Андрей Дышев - Сладкий привкус яда
– Это все мои родственники! – обратил внимание присутствующих князь, надкусывая крылышко.
– Про меня, наверное, там не написали, – с деланным безразличием сказал Филя, наматывая круги по поляне вокруг стола.
– Про тебя… – произнесла Татьяна и опустила взгляд ниже. – Почему же! Вот твое имя – в жирной рамке.
– Как в некрологе, – усмехнулся Филя.
– Значит, мать Святослава Николаевича – Ольга, – бормотала Татьяна. – Ее сестра Ксения с Михаилом Гонзой родили Матвея, который с Марией родили сына Филиппа.
– Ну, утешила, – с заметным облегчением произнес Филипп и взял со стола бутылку вина.
– Ты аж побледнел, братец! – усмехнулся князь.
– А чего мне бледнеть, Святослав Николаевич? – пожал плечами Филя и отхлебнул из горла. – Я к вам в родственники не записывался, как некоторые. Не моя вина, что вы мне двоюродный дядька. Так судьбой определено. Хотите – гоните в шею, не обижусь.
– Видал? – подмигнул мне князь. – Жалость вызывает.
Татьяна в черных кожаных джинсах и полушубке – изящная, пружинистая, сильная, как пантера, с нежной настойчивостью взяла из моих рук газету. Некоторое время она с интересом рассматривала схему, особенно ее нижнюю часть, куда дождем стекли все ныне живущие родственники князя, человек пятьдесят-семьдесят, потом подняла глаза на Орлова и спросила:
– И как вы думаете поступить со всей этой толпой страждущих?
– Кнутом! – весело ответил князь. – В поле всех погоню хлеб выращивать!
– Так жестоко?
– Правильно, Николаич! – поддержал Гонза, забивая рот толстым пучком зелени.
– Вас ждали здесь как мессию, – мягко возразила Татьяна, возвращая газету мне. – Народ уже ни в кого не верит – ни в правительство, ни в бога, ни в историю. И вдруг – вы! Богатый, родной, русский до мозга костей!
– И что прикажешь мне теперь делать, камочка? – насторожился князь.
– Не знаю, – ответила Татьяна, наливая себе в бокал немного белого вина. – Вы сделали уже очень много. Новая церковь, новая школа, новая больница, о какой здесь даже мечтать не могли. Это все прекрасно, но… Вы видели, как бабки целуют ограду усадьбы? Не убивайте последнюю надежду у людей. Оставайтесь для них богом.
– О какой надежде ты голчишь? – нахмурился Орлов. – Надежде на то, что в один прекрасный день я преставлюсь, потом нотариус вскроет завещание и выяснится, что всем этим безделюям (он кивнул на газету) я оставил свое состояние? Этой вот надеждой я должен поддерживать любовь народа к себе?

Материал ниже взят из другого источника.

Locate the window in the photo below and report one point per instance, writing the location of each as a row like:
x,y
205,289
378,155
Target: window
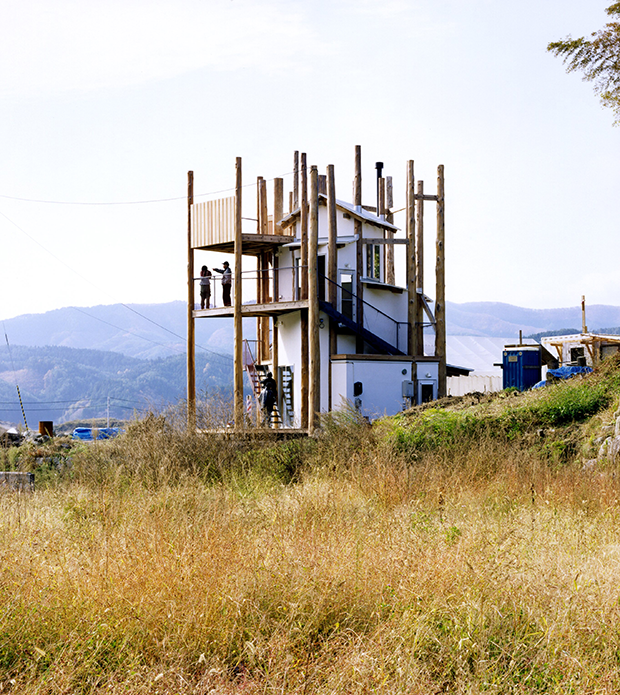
x,y
346,294
373,261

– Мы, Николаич, вас и без состояния любим! – вставил Филя, пальцами снимая с шампура жирный кусок свинины. – Лично мне, господа, этот разговор неприятен.
– Вы не поняли меня, – сказала Татьяна князю, скармливая шашлык кучерявой борзой. – Главное все же для людей – именно это дерево, этот могучий ствол. Осознание того, что в нашем жалком городишке наконец появилась ось, вокруг которой все вертится. Ваша усадьба, ваша семья, ваши потомки… Понимаете меня? Все смотрят на вас – хозяин вернулся! Сильный, справедливый, богатый. И поселился не в муниципальной квартире, а в усадьбе. Это значит – надолго, на века! И ваши богатство, сила и щедрость должны быть вечными, чтобы люди верили вам вечно, как раньше в монархию или в партию. И тогда на душе у людей будет покойно и счастливо, они будут знать, что защищены вашей добродетелью.

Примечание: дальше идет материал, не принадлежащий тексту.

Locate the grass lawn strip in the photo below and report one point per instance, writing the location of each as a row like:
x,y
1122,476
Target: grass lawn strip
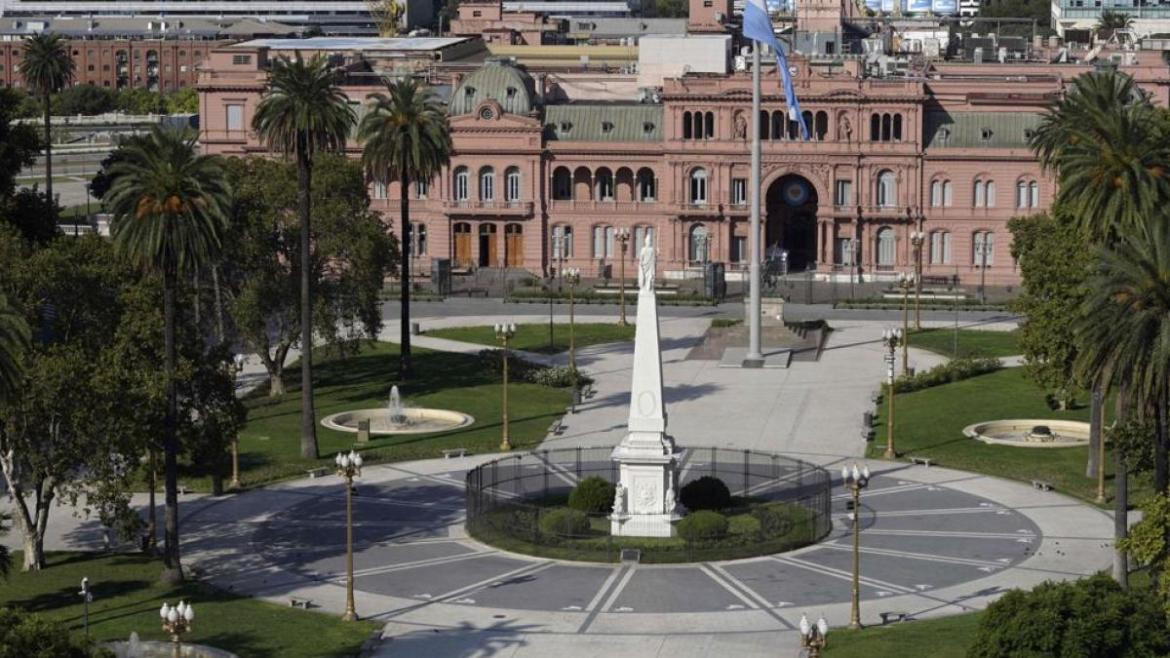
x,y
535,337
128,596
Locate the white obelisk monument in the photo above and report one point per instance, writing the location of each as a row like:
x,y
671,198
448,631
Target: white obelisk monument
x,y
645,504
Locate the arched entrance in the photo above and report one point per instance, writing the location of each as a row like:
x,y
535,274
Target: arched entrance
x,y
791,226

– Вечно не получится, – возразил князь. – Мне восемьдесят четыре года, камочка.
– Потому вам нужны сыновья, внуки, правнуки…
– Вот же, черт, как живот сводит! – вдруг перебил Татьяну Филя и, морщась, стал расстегивать «молнию» куртки. – Да что ты к человеку привязалась! Свою личную жизнь обустроила, так не лезь с глупыми советами!
– Что ты имеешь в виду? – спокойно спросила Татьяна.
– А что сказал, то и имею! Святослав Николаевич сам разберется, что ему нужно.
– Это ты верно подметил, – кивнул Орлов, вытирая губы тканевой салфеткой с вензелем «СО». – Сам разберусь, хотя, собственно, и разбираться не в чем. Потребности у меня уже небольшие. Хочется, чтобы вокруг меня были люди честные, великодушные, с чистыми помыслами. Чтобы все в городе стали вежливыми, боялись бога и почитали старших. Чтоб никто не унижался, не попрошайничал, не воровал, не завидовал. Чтобы девицы знали, что такое стыд…
– Вот за это и предлагаю выпить! – подхватил Филя и покосился на Татьяну.
– И чтоб ты себе язык подрезал! – Князь метнул сердитый взгляд на Филю.
– Слушаюсь, ваша светлость!
– А почему в «дереве» не указана ваша жена? – спросила Татьяна, окуная кусочек мяса в томатный соус.
– А кто здесь о ней знает? – отмахнулся Орлов. – Она умерла в Нью-Джерси, где мы жили последние пятнадцать лет.
– Давно?
– Давно, – качнул головой Орлов. – Как девочка на серфинге по волнам летала, пока ее волной не накрыло… Доску к берегу прибило, а ее нет… Даже могилы не осталось от человека, так-то. Ходил каждый год на тот берег, цветы в воду кидал…
Он замолчал и взялся за бокал.
Прискакал конюх – темнолицый от жизни преимущественно на свежем воздухе, бородатый, косматый, но в очках с толстыми линзами, отчего почему-то напоминал мудрого индуса, проповедующего здоровый и праведный образ жизни.
– Нет зайца, – сказал он безрадостно, будто это было для него настоящим горем и позором, и одним махом выпил стопку, которую поднесла ему Татьяна.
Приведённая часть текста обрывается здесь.